A Craft Brewery Is Saving This Montana Town Thousands in Water Treatment Costs
Havre's Triple Dog Brewing Company is putting its waste to good use.
The 9,700-ish residents of Havre, Montana are way into its craft beer scene. Triple Dog Brewing Company opened in March 2014… and it closed almost immediately because its excited customers drank its entire beer supply. When it re-opened two weeks later, it had doubled the number of barrels in its brewhouse to ensure that it could accommodate everyone who ordered another round, and then another one after that.
"It’s nice to have something new,” Triple Dog's owner Michael Garrity told the Great Falls Tribune at the time. "Havre is about four years behind the curve, but we catch up."
Thanks to Garrity, the brewery, and those beer-loving locals, Havre is actually ahead of the curve when it comes to, uh, its wastewater treatment techniques. And now other cities, both in Montana and elsewhere, are trying to follow its lead for a change.
Three years ago, Drue Newfield, the manager at Havre's wastewater treatment plant approached Garrity to talk about the possibility of a collaboration of sorts: he wanted to have some of Triple Dog's spent barley. The solid mash has properties that he believed could help with the process of removing nitrogen and phosphorus from the treated water, which Havre needed. (It's complicated, but if those two nutrients aren't kept in check, then algae blooms can develop in the river where the treated water is released, and that can be detrimental to aquatic life.)
“Just out of a thought that I had, I took the fermented organics from the brewery and added it, and we saw those bacteria bring our phosphorus levels lower," Newfield told Yellowstone Public Radio. "So we began to do it over time. We started learning how much to add."

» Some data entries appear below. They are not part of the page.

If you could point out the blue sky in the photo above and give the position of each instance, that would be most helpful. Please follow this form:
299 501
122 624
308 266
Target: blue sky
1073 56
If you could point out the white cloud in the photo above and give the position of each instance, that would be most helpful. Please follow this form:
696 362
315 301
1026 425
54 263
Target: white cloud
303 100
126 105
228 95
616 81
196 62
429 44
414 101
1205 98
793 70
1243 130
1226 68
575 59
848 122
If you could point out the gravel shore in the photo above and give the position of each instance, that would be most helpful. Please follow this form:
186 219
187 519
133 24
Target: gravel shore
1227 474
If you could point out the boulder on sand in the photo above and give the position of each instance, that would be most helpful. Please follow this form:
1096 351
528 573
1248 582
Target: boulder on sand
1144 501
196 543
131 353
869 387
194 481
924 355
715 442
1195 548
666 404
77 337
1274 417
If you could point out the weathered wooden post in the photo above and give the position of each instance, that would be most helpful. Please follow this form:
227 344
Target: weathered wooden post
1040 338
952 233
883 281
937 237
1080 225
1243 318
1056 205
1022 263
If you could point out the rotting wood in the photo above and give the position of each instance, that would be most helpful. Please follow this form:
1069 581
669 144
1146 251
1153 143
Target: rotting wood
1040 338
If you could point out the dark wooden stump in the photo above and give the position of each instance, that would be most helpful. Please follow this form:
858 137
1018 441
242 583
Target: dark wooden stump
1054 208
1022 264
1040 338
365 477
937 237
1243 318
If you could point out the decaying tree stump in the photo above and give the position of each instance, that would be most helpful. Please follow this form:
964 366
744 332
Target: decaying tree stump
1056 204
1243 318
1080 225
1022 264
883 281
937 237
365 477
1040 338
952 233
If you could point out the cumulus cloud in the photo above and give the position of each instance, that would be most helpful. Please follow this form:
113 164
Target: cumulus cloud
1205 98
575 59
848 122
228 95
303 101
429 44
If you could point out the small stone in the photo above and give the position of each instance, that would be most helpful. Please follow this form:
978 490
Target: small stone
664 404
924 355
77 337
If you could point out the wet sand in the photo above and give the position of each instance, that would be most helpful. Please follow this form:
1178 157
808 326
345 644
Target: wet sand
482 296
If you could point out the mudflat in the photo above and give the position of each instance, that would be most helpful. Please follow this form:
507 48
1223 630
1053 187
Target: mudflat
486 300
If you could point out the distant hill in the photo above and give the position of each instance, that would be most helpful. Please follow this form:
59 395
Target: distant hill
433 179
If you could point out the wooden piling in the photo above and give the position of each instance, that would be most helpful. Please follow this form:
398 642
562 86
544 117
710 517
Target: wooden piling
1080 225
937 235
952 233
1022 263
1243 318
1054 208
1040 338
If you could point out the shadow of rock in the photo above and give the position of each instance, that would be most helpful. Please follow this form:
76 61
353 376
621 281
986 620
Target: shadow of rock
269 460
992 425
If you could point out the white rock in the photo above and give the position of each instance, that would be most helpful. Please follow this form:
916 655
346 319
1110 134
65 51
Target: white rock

Every morning, 16 gallons of spent barley is emptied into the water before it goes into the treatment pools at the facility. If Newfield had never reached out to Triple Dog, the plant would've had to have purchased a chemical called alum to help bring the phosphorus and nitrogen levels down—or it might've had to spend seven figures for another costly renovation. (In 2015, the Havre had to drop $10 million on the treatment plant, to ensure it could meet the then-new standards required by the Environmental Protection Agency.)
"We know the alum that we saved already is about $16,000 a year for sure," Newfield told NPR. "But if that wouldn't have done it, that's when an upgrade around the corner would have been, and then if we have to do an upgrade, there's where you run into the millions."
After hearing about Havre and Triple Dog, the Bozeman Water Reclamation Facility reached out to its own craft breweries to see if they'd be interested in trying something similar. Last summer, it ran a two-month pilot program that relied on using liquid waste from the beermaking process instead of just spent barley. Despite some promising results, the city abandoned the effort when the pilot ended, citing the cost of transport from the brewery to the water treatment facility.